The Wing is only attatched in a small area, one Bone there, and, some skin and Muscles...which appears intact in the image.


Does look like a puncture or hole though, in the sort of Armpit area there.


Their Wing has about the same Bones as our Arm does...one from shoulder to elbow, two from elbow to wrist...though with them, afte the wrist is longer than with us.

See if you can gently feel and look to sell of any of these are broken or have swelling.


You can clean off the Blood using some close to Body Temperature Water in which you have dissolved some Salt...dab the twisted end of a Kleenex in it, then gently dab the stained areas for cleaning them...no rubbing, just dabbing. Blot dry with a new Kleenex.


Phil
Lv


----------



## pdpbison (Mar 15, 2005)

Anyway...that hole looks a lot like what a Dog's Eye Tooth leaves when having chomped down on a Bird.

If the Dove was stuuggling, Wings up or out, a Dog could have bitten them with the Dove's Back outfacing in the Dog's mouth.

If you can, once having softly, gently, cleaned things up...see if there are any other small injuries or holes on the other side.


Let us know your location, in case any experienced members might be close by to you.


This little Dove, if having been bitten...they should be on some Antibiotics a.s.a.p., since Bites like that ( if it is a Bite, ) can reliably occasion a systemic infection, which can be lethal in only a few days time.

Also, often, a Dog caught Bird is a Bird who was already ill or injured and who was not fast enough to get away, even if they did manage to escape once caught.

Let us know what the poops look like, and or if any yellowy tint in seen in what should be the whiute parts, their urates.


----------



## leylus (May 13, 2010)

I live in Dublin, CA. 
And I don't believe it is a puncture wound because the other side of the bird is completely fine.
After checking it out some more, I found that the hole you see is actually the area where the bone is detached from.
His feces is thick and healthy and he drinks a lot of water. 
Thank you so much for the quick reply.


----------



## leylus (May 13, 2010)

Just to add, he made it through the night but seems extremely weak this morning. His eyes are only half open and he does not stuggle when I come near him anymore.


----------



## Dobato (Jul 3, 2008)

My first thought when I saw the puncture wound in this photo was pellet gun. Phil, do you think this could be a possibility?

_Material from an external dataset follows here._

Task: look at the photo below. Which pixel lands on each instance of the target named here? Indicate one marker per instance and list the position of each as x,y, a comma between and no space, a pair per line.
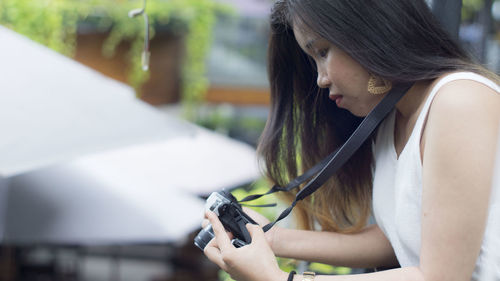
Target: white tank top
397,184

Leylus, he is probably suffering from shock and blood loss. Please substitute the water with re-hydration fluid. To make this add 1 teaspoon of sugar and a a large inch of salt to 8oz water. Make the water tepid in temperature, as it will encourage him to drink and give him a bit of energy. Keep the area/box/container you have him in partially covered so it feels a bit dark and protected to him, and keep in in the warmest area of your house. Don't worry too much about food right now, they can go for a few days not eating without a problem, as long as they are well hydrated.

He needs to be seen by a vet or taken to a rehabber ASAP. Charis, one of our members, is quite good at sourcing help from almost any geographic area, hold on a bit and let's see if we can find you some local help.

Karyn


----------



## Whitefeather (Sep 2, 2002)

Charis,
Dublin is north of San Jose and east of San Francisco if that helps you as far as finding help for leylus and the dove.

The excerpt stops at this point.